Question de foi – « Se convertir » c’est « réparer la vie »
Dans l’une de ses récentes homélies, le Pape François évoquait ainsi la nécessaire cohérence chrétienne : « Devant un athée, tu peux lire toute une bibliothèque où il est prouvé que Dieu existe, il n’aura pas la foi. Mais si, devant ce même athée, tu donnes un témoignage de cohérence de vie chrétienne, alors quelque chose travaillera dans son cœur… » De la même manière, le Pape Benoît XVI soulignait l’importance que « les chrétiens grandissent en crédibilité ». Sommes-nous crédibles ? Comment l’être ? Tel est le point du départ de notre entretien avec le Père Michel Pagès.

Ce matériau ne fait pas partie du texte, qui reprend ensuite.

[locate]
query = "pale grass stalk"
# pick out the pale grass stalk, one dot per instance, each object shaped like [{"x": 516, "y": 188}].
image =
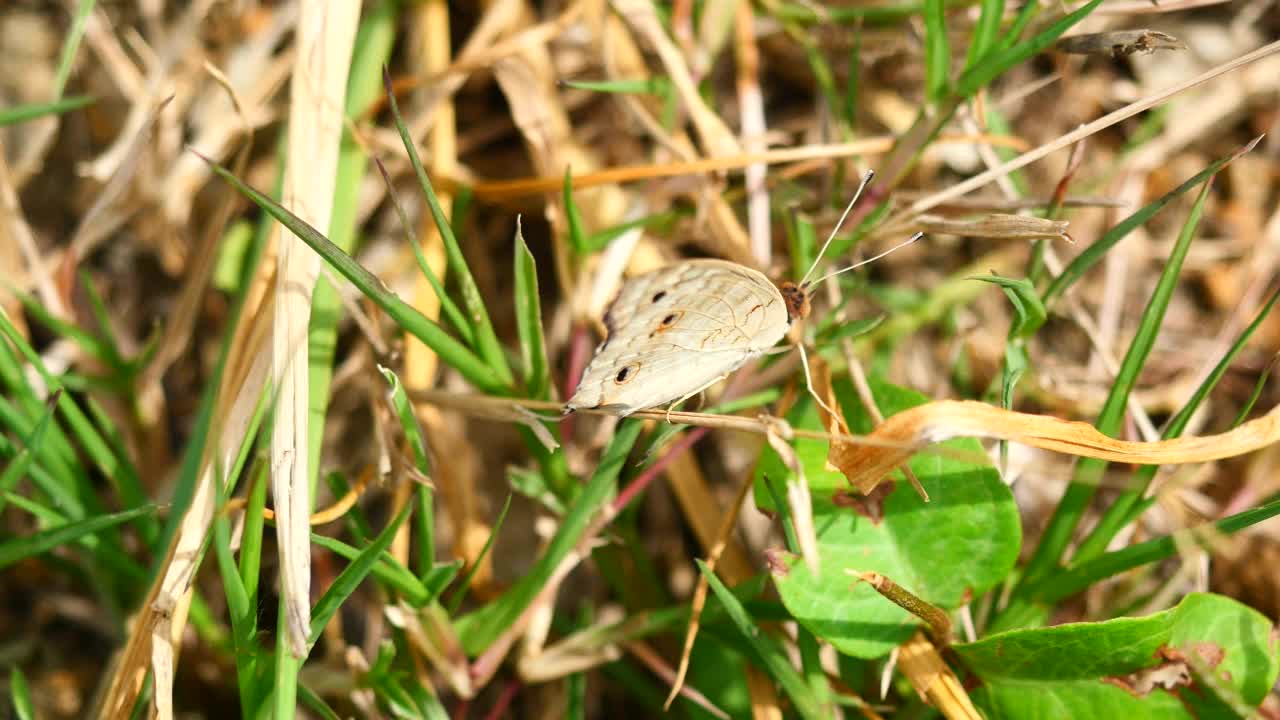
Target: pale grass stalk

En quoi pouvons-nous rendre témoignage de notre vie chrétienne ?
J’ai dans le cœur les mots de l’apôtre Paul : « J’aurais beau parler toutes les langues des hommes et des anges…, j’aurais être prophète…, j’aurais beau avoir toute la foi…, j’aurais beau distribuer tous mes biens…, j’aurais beau me faire brûler vif…, si je n’ai pas la charité, s’il me manque l’amour, je ne suis rien…Ce qui demeure aujourd’hui, c’est la foi, l’espérance et la charité ; mais la plus grande des trois, c’est la charité » (I Corinthiens, 13).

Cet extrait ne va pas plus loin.